War and military spending dominates the federal budget,
drains the lifeblood of our economy, and prevents meaningful climate
action.
At a time when many vital social programs are cut
because of ‘economic hardship’, and many jobless youth are driven (and
actively lured) into enlisting for the military machine, the military
budget soared from $767 billion in 2009, to $837 billion for 2011, and
the total spending on current and past wars (including interest on
federal debt due to past military spending, and veterans programs)
amounted to $1,167 billion, or 39.3% of the 2011 federal discretionary
budget, according to analysis by FCNL.[
1]
The only way to save the planet: stop the military-industrial machine!
The budgetary and economic costs of the Iraq war is estimated by Nobel
Prize-winning economist Joseph Stiglitz, with his colleague Linda
Bilmes, to reach between
$4 trillion and $6 trillion![
10]
Michael Nasuti of Kabul Press recently calculated that each Taliban
soldier killed in Afghanistan costs an average of $50 million to the
US.[
11]
US accounts for 48% of the world’s total military spending, and exceeds
more than the next 45 highest spending countries in the world
combined.
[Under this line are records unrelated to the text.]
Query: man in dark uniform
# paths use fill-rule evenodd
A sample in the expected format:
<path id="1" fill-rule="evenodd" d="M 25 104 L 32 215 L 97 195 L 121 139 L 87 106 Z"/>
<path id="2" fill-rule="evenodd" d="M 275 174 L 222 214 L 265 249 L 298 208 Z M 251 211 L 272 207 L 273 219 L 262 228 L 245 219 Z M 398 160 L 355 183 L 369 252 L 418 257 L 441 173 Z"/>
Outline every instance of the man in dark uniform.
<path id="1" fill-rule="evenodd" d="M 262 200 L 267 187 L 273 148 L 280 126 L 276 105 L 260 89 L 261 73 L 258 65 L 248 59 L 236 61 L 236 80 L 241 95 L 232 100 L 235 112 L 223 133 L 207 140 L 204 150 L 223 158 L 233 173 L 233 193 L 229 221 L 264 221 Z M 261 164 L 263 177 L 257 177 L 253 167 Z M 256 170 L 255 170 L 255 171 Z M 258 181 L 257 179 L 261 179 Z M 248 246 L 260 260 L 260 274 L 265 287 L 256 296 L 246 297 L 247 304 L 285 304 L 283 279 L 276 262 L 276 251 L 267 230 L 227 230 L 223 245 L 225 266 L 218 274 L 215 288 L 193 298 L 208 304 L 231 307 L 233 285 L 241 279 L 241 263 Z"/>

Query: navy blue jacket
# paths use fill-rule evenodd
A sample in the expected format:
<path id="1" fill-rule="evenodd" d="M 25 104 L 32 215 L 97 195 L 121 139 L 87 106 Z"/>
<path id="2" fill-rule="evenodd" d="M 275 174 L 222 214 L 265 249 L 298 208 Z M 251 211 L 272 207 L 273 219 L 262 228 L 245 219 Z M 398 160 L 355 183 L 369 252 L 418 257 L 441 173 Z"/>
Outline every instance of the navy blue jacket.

Not even including spending on the wars in Iraq and
Afghanistan, 87% of all US security spending goes towards military
forces, while only 8% goes towards homeland security and 5% to
non-military international engagement.[
12]
By comparison, the $18.2 billion [2]
in the 2011 federal budget for ‘climate spending’ (which includes large
spending on false solutions like nuclear power, ‘clean coal’, biomass
energy and biofuels, etc.) is hailed as proof of commitment to climate
action by the Obama administration, while concern for ‘damaging the
economy’ is offered as the excuse for not taking any stronger, decisive
actions to avert the climate catastrophe, and for the necessity of
creating risky carbon markets, and relying on various other ‘market
mechanisms’ (such as carbon ‘offsets’) to supposedly reduce greenhouse
gas emissions. The reality of these ‘market mechanisms’ is often no
real carbon reductions, further ecosystem and biodiversity degradation,
further landgrabs and economic disparity, while huge sums of money
changes hands..[3]
In Copenhagen, US insisted on no more than a paltry and woefully
insufficient $10 billion/year for 3 years, and $100 billion by 2020,
from all developed countries COMBINED, as climate aid for developing
countries to adapt to climate change and for their mitigation efforts.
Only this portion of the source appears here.